Another controversial issue regarding the OS regimes used in IUI cycles is whether or not different gonadotropin regimes have any superiority over each other. All the FSH preparations which had been used until the second half of the 1990s were produced from postmenopausal urine extracts and after this date, FSH preparations produced with recombinant technology came into use [19]. It was suggested that rFSH preparations would have some advantages in ovulation induction, when compared with the urinary products [20]. However, in a systematic review including small RCTs, the clear superiority of rFSH over the other gonadotropin (uFSH or hMG) and CC has not been proven in terms of pregnancy rates in gonadotropin-combined IUI cycles of subfertile couples [18]. In contrast to this result, Demirol et al. [21], in a RCT included 241 cycles of 241 patients, compared the effectiveness of different gonadotropin preparations in IUI cycles for patients with unexplained infertility and reported that the clinical pregnancy rate was significantly higher in the rFSH group (25.9%), when compared with uFSH (13.8%) and HMG (12.5%) groups.

One of the main drawbacks of our study is the limited number of patients.

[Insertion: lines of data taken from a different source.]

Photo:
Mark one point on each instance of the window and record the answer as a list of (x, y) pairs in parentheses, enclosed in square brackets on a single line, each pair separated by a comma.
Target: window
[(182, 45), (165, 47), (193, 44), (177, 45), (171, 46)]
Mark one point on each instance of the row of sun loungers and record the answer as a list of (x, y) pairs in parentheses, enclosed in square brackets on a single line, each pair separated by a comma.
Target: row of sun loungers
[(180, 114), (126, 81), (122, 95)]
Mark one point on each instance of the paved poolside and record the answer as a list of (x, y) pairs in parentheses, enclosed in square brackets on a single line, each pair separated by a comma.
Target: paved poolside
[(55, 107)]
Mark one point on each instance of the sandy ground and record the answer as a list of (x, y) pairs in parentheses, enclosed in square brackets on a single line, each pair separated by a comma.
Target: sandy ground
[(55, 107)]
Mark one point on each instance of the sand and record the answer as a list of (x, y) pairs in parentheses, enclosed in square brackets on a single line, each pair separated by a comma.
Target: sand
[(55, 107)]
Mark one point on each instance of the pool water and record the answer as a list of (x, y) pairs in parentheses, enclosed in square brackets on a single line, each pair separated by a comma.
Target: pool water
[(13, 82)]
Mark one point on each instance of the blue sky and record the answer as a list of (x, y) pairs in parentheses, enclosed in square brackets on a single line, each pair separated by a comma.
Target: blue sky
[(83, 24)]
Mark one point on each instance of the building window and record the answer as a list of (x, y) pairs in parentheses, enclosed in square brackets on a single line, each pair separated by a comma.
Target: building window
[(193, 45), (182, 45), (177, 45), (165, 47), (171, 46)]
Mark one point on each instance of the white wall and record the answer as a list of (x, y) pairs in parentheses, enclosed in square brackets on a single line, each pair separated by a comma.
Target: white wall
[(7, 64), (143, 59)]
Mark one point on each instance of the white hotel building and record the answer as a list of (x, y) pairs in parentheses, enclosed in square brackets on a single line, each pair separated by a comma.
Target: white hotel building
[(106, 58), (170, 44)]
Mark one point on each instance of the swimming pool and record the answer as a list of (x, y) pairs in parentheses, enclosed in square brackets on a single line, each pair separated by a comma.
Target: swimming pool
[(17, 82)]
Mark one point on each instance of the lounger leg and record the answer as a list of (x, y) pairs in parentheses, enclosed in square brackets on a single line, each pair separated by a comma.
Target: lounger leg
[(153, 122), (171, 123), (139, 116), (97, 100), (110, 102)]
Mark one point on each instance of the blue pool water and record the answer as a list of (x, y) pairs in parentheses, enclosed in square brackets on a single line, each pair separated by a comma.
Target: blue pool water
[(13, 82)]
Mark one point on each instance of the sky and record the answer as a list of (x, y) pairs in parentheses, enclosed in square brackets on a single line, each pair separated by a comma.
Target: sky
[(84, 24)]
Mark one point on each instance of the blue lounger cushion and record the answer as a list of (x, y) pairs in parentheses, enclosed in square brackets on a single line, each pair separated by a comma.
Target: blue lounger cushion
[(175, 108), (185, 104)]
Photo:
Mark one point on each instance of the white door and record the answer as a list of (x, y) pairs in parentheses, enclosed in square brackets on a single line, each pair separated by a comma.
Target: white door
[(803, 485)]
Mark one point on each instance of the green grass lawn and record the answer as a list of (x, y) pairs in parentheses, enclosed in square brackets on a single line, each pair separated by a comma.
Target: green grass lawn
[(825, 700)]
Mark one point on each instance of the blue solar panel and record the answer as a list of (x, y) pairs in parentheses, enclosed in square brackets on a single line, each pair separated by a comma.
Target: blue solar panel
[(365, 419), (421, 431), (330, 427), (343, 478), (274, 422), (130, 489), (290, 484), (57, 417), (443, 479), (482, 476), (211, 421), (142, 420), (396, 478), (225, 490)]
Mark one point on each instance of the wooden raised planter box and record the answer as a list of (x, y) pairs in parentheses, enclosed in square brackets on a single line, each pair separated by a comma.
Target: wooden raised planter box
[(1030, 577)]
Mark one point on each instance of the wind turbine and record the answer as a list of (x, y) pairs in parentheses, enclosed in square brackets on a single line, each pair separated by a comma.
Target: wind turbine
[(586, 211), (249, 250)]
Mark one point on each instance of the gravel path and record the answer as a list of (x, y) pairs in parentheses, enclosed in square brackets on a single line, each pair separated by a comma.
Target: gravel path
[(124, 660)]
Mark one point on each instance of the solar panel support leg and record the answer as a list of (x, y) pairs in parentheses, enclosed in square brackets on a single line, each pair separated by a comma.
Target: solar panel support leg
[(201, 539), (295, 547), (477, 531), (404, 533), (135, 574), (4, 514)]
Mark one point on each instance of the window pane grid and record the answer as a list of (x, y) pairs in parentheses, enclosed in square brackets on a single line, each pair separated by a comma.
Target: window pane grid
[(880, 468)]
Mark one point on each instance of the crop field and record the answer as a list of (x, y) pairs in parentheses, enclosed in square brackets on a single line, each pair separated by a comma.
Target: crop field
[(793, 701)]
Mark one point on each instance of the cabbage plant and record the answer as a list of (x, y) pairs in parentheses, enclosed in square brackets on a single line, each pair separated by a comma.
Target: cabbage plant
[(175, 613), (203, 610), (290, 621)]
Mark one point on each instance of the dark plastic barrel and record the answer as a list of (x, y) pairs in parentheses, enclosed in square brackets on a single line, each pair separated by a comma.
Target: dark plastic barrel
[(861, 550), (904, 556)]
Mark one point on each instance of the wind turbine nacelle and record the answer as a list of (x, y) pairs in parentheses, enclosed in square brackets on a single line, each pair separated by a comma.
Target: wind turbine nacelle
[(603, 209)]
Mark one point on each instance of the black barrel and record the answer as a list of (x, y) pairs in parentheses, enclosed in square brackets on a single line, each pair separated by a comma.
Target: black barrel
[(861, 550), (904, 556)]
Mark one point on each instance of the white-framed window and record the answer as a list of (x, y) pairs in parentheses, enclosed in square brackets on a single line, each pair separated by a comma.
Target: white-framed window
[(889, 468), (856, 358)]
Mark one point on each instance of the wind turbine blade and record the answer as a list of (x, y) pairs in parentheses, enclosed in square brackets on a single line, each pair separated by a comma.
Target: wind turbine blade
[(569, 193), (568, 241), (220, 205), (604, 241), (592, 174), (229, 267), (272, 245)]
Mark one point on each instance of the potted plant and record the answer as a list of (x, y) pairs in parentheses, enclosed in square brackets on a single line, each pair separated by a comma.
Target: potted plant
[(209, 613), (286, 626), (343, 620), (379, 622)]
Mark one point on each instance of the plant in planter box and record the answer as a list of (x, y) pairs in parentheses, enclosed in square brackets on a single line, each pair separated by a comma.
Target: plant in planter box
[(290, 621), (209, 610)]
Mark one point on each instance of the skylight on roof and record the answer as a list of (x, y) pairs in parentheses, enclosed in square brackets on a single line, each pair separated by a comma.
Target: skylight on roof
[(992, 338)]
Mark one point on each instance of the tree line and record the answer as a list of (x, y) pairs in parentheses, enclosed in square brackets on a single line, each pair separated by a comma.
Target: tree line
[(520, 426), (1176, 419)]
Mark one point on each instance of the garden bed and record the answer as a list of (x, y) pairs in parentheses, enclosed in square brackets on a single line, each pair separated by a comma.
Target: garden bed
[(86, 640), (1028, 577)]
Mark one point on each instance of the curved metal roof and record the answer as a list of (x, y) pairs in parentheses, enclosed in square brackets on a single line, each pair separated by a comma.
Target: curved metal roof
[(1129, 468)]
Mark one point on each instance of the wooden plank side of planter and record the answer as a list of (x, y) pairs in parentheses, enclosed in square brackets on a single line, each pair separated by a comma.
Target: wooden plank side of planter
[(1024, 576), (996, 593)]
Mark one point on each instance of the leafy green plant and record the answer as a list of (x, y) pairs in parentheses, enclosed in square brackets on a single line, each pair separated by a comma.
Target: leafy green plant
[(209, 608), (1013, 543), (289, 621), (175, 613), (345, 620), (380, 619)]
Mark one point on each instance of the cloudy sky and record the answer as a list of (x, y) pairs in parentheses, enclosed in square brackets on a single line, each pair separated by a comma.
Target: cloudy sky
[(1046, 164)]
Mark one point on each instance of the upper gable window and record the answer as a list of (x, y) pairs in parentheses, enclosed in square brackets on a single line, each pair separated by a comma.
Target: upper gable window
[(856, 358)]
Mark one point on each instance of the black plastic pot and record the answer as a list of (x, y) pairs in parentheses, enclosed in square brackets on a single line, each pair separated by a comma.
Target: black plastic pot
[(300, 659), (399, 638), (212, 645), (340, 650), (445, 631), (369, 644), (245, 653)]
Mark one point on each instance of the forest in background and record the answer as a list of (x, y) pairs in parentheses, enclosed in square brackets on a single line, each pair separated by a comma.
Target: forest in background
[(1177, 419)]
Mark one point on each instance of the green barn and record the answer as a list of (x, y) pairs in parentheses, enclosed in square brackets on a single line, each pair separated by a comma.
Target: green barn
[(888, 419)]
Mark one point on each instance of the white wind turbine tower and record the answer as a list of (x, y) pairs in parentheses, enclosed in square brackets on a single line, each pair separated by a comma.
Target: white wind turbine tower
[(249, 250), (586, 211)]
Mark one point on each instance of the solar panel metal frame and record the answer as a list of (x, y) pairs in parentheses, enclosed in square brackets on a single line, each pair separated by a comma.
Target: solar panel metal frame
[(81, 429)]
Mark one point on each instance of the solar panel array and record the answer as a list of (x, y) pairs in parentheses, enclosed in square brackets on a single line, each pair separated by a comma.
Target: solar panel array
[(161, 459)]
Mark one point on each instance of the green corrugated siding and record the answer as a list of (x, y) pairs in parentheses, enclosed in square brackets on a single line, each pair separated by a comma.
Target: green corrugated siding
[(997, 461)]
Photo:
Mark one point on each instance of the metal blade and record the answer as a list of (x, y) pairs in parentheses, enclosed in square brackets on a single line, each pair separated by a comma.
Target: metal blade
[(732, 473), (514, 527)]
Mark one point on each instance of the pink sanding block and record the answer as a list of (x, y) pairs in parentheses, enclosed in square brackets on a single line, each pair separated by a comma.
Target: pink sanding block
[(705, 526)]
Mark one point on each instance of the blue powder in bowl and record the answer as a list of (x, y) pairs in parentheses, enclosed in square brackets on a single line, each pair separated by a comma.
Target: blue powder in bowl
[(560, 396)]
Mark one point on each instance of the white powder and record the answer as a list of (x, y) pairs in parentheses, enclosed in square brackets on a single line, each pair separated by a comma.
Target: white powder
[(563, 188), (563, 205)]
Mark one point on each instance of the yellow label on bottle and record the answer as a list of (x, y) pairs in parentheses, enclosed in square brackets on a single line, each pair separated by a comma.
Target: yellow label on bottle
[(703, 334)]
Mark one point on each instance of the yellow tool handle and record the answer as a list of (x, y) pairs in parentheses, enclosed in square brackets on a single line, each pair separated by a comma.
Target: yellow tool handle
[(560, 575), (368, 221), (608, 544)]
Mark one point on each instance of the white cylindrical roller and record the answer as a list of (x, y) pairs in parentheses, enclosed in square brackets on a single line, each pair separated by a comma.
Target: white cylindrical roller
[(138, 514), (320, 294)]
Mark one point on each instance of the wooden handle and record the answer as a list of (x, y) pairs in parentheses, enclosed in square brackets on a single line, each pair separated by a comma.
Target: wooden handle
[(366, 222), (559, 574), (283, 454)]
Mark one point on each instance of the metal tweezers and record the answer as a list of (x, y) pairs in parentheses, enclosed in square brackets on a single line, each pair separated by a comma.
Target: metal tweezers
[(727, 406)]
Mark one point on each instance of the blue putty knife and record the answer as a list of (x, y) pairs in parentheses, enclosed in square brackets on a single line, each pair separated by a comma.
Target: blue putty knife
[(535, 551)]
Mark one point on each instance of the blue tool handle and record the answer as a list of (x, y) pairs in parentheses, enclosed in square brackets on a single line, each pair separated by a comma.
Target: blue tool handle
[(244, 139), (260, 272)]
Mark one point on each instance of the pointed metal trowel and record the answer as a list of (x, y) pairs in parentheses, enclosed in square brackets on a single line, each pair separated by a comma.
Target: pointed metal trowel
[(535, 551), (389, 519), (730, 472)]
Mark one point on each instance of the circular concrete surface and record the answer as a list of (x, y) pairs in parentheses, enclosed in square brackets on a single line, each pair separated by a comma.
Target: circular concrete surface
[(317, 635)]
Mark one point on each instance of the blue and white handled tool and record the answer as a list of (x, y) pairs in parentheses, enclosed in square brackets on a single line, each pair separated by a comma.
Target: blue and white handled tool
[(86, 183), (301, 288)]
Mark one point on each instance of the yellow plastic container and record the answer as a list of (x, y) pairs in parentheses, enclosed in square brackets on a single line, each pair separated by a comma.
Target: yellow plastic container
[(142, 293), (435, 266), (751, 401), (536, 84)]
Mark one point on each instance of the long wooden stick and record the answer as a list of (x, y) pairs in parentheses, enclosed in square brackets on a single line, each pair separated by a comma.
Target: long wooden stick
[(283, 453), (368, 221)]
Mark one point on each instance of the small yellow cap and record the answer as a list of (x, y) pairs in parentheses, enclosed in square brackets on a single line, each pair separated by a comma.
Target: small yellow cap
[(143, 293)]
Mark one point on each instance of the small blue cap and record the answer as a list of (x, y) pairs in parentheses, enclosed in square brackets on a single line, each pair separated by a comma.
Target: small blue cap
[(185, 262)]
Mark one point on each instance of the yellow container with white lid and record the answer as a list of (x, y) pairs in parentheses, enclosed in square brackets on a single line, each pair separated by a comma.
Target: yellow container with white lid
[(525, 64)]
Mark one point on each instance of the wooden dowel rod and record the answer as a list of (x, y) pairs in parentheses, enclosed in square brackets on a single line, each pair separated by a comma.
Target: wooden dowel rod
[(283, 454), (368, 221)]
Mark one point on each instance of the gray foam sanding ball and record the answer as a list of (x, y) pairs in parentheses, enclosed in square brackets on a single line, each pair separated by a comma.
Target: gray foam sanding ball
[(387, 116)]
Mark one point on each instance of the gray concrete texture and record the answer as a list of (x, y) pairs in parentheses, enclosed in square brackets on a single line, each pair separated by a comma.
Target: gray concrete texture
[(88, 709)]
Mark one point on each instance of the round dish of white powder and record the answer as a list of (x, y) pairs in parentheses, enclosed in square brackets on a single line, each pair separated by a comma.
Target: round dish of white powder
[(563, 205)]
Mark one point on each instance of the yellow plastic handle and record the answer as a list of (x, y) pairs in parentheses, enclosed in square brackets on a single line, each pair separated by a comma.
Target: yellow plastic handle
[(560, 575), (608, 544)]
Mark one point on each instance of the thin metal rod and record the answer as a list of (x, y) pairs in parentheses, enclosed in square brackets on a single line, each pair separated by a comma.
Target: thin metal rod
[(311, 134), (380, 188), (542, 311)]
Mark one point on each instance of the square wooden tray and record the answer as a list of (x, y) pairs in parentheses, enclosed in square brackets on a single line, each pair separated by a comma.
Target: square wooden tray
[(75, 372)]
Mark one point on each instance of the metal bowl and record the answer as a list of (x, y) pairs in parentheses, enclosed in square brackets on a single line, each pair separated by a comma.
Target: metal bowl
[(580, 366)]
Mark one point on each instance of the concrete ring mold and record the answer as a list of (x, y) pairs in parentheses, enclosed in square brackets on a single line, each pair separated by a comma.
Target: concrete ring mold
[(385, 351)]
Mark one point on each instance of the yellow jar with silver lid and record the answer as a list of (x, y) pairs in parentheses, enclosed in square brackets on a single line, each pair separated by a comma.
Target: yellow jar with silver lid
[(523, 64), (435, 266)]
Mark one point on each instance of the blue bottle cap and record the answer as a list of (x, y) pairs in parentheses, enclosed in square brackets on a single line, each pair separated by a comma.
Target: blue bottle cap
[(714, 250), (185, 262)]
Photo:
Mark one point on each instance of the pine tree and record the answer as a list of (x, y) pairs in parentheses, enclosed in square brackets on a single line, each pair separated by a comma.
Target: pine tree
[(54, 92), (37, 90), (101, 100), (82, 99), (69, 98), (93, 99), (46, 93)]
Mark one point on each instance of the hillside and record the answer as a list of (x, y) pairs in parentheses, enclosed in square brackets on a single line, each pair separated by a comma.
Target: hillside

While we were planning our study, the pregnancy rates which we used as samples for the power analysis were the OPRs per cycle obtained from Dankert’s study [12]. According to this data, we estimated that 6,746 patients were required in each treatment arm so that approximately 1.4% difference between the two treatment groups could be statistically significant. It was not realistic to expect to have this number of patients or cycles in a prospective randomized study carried out in a single centre. On the other hand, even if we tried to increase this number by including all the repeated IUI cycles of the patients in the study, it was rather difficult to reach this number of cycles. Therefore, we started the study by aiming to reach nearly 200 cycles in total. The results of our study revealed that overall OPR per cycle was 6% higher in the rFSH group but the difference was not statistically significant. Owing to the possibility of beta error, it is unclear whether this finding is due to the genuine lack of any superiority rFSH on CC in clinical efficacy or the lack of statistical power to detect a statistically significant difference. In order to determine whether or not the difference in OPR carried statistical significance, new further studies should include at least 479 patients or cycles in each treatment arm.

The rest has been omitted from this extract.